定刻になると、がたんと揺れてから、ゆっくり電車が動き始めた。

流れゆく景色も、最初は面白いものだが数十分もすれば飽きてしまった。

それどころかなにやら、上下左右に揺さぶられるせいで、腹の奥が沸きかえってくるし、背中から冷や汗が出てきた。
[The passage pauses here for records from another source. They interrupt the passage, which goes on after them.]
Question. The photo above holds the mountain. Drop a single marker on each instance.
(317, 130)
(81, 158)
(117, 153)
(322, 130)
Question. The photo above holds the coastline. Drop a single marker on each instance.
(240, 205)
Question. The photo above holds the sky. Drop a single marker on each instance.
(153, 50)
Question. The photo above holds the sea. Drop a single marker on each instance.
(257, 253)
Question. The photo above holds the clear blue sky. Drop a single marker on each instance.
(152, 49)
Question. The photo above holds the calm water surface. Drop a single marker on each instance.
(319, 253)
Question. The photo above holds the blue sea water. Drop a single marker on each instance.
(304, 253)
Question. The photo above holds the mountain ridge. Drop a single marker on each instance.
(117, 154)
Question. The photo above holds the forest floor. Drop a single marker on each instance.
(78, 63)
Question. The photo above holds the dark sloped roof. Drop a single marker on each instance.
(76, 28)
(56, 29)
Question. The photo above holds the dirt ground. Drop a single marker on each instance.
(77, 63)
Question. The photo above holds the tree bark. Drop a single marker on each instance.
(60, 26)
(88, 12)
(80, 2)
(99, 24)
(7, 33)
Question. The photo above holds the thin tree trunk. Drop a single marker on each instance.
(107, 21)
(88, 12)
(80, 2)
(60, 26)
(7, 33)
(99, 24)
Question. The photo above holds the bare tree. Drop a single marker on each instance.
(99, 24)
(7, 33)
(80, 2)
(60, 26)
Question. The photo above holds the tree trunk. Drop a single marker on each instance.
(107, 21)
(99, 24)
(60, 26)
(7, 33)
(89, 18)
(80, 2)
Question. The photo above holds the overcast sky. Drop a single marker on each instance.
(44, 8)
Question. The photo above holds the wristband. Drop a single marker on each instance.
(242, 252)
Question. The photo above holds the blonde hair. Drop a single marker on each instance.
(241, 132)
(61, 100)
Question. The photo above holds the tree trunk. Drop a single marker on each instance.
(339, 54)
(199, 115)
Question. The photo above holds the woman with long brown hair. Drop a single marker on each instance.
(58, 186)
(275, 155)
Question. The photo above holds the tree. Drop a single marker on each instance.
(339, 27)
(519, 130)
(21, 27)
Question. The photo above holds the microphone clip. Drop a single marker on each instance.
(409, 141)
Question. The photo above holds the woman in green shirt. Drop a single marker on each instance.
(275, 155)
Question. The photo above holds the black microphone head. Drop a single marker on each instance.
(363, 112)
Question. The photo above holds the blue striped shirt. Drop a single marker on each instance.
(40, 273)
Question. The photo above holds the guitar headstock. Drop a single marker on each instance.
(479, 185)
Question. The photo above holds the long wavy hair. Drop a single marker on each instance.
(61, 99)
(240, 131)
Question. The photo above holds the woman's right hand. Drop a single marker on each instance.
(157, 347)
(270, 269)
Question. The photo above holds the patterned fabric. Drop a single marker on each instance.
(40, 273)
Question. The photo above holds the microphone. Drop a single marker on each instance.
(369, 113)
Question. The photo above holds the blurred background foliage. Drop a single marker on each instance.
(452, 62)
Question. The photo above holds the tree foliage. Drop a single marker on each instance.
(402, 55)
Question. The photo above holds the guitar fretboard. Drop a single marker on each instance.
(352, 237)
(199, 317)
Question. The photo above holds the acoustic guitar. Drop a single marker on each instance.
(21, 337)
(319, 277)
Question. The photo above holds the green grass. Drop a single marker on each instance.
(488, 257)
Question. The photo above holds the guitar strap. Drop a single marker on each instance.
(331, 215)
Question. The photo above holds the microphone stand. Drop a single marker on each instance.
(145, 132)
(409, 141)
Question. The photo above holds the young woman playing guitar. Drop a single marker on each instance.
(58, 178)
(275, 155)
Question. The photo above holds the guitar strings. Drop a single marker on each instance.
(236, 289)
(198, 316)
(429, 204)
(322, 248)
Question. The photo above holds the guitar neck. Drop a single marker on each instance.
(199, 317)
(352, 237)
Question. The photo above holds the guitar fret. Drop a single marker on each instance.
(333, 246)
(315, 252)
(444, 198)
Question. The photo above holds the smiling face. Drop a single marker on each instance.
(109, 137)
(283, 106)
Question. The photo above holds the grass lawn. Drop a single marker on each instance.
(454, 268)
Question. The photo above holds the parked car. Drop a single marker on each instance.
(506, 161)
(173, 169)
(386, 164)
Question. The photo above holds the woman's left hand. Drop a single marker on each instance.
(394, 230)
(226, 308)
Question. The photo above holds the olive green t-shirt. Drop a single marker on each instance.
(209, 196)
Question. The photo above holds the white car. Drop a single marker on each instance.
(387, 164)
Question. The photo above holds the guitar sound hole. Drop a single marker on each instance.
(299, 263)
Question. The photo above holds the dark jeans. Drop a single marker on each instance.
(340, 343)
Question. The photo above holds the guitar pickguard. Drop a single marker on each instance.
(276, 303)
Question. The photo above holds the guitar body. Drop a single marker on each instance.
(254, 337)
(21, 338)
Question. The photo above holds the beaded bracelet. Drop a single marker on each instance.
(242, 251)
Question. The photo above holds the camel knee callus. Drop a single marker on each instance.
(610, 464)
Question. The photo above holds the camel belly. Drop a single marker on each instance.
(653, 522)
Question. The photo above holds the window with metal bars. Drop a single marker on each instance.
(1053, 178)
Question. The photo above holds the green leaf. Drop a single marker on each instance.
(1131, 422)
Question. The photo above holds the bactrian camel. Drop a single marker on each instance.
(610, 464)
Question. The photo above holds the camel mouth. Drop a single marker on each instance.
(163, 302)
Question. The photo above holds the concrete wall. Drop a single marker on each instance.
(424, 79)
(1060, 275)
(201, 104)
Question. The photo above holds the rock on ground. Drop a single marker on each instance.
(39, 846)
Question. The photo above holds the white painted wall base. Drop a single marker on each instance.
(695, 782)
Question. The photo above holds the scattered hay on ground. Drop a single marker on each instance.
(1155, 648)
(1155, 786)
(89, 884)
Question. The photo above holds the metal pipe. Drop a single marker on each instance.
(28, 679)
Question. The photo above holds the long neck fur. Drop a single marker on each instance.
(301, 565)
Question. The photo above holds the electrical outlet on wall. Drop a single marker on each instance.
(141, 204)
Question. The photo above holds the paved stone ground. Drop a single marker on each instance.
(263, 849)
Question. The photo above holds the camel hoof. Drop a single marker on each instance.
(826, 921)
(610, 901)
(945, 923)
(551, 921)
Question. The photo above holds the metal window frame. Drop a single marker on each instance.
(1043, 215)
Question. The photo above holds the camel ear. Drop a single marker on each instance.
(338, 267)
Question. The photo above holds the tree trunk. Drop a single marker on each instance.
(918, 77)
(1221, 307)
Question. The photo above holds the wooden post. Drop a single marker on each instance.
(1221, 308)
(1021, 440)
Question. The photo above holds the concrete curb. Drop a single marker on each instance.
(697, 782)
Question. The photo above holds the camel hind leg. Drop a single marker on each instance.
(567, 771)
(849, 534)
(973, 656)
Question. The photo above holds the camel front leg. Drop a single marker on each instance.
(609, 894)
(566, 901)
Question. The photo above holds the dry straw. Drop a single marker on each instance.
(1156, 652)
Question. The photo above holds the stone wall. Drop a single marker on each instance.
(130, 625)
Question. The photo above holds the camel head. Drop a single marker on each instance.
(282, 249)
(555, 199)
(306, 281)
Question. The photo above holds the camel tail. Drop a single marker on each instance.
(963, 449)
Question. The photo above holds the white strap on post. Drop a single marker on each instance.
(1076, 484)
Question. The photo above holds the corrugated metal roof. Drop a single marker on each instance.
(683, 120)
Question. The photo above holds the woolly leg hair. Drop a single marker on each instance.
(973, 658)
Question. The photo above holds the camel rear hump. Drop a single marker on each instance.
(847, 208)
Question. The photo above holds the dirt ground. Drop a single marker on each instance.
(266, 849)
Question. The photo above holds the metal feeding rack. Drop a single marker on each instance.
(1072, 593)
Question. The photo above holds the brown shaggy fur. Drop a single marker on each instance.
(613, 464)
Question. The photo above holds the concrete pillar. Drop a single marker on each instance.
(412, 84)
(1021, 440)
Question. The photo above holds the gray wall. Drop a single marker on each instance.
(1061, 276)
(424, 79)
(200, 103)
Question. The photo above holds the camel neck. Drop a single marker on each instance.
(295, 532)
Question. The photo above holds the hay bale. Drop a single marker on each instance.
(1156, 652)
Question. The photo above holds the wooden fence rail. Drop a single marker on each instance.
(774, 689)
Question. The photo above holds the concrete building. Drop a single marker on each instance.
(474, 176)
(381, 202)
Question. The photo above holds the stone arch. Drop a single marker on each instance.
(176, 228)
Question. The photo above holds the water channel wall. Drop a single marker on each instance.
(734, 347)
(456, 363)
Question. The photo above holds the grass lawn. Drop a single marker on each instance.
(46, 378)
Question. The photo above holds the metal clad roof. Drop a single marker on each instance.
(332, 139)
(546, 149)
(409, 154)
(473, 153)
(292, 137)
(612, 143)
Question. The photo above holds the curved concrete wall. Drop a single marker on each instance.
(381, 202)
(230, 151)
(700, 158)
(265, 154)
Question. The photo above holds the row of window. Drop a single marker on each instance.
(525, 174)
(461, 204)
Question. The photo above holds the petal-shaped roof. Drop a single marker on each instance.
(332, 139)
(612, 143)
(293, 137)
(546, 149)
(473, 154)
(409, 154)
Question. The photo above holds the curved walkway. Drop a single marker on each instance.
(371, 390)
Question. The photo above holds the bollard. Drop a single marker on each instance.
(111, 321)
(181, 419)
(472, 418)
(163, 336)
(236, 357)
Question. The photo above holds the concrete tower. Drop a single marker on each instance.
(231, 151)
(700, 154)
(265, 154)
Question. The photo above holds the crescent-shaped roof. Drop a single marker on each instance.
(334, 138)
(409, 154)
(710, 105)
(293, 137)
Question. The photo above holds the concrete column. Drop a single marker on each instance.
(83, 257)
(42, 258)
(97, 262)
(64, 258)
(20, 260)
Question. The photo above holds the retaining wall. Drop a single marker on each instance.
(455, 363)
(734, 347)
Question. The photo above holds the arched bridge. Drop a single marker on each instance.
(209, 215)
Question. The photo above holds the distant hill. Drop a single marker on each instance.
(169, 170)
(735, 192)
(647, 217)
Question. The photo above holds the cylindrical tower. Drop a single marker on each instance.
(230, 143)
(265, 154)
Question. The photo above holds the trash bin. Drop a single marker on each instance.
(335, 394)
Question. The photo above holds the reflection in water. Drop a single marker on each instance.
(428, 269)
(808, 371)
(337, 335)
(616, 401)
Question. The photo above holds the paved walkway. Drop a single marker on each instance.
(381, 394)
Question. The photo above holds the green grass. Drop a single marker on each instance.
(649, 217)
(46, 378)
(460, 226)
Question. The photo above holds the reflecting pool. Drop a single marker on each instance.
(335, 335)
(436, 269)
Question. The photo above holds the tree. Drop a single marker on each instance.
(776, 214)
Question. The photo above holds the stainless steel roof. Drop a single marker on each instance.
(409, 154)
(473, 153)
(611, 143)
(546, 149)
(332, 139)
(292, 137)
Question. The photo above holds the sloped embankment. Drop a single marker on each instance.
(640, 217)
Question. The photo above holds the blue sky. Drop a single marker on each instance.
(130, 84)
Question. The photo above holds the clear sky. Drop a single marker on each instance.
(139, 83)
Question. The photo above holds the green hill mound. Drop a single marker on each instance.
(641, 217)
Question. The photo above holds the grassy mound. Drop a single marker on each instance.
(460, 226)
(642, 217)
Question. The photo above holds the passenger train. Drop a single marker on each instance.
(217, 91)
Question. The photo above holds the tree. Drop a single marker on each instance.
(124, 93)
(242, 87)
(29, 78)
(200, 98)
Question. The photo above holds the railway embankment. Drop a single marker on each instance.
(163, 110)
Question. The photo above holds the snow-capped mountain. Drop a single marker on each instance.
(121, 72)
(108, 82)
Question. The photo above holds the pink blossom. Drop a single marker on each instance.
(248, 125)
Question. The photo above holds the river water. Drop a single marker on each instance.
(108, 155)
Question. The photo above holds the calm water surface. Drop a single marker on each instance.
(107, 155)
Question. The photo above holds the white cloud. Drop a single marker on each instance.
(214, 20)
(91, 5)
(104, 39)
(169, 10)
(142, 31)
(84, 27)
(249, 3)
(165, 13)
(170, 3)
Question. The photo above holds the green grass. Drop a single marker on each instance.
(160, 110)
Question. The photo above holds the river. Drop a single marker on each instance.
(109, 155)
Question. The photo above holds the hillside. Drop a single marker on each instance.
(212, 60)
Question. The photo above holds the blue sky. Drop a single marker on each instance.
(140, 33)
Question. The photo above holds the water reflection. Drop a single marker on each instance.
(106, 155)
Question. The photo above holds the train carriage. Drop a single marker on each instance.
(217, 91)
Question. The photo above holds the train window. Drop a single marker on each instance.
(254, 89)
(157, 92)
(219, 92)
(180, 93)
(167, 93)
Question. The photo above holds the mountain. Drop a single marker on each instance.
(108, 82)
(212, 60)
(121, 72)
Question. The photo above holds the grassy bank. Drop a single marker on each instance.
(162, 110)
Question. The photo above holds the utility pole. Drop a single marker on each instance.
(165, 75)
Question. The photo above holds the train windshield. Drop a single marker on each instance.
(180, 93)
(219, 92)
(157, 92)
そんな俺を見かねたのか、少女は本をめくる手をとめて、尋ねてきた。

少女「なにやら体調が優れないようですが…」

俺「すこし、気分が悪いんだ。こう、揺られていると『中身』がせり上がってくるようで」

少女「電車に酔ってしまったのでしょう。景色のより遠くをご覧ください、きっと幾分かましになります」

俺「うん…俺はどうもこの電車と相性が悪いらしい」

雷神様が近くにいるというだけで、緊張してしまうのだ。

すると、前の席に座る爺が、にかっと笑って言った。

爺「よう、若いの。酔い止め薬はいるかい?」

俺「やぁ、それは助かります。頂けますか」

爺は、小袋から米粒のほどの大きさの球を数粒取り出し、手渡してくれた。

それを飲み込むと、なにやら苦い味が舌の上を転がった。

我慢して飲み込むと、先ほどより吐き気が収まった気がする。

俺「ありがとうございます」

爺「へへ。儂も同じさ。何度乗ってもこの揺れは慣れねえ」

爺もいくつか薬を取り出し飲み干すと、いくつも欠けた歯をぐわっとむき出した。

爺「苦くなければいいんだが、こいつしか儂には効かないのさ」

彼は、悔しそうに小袋を懐にしまった。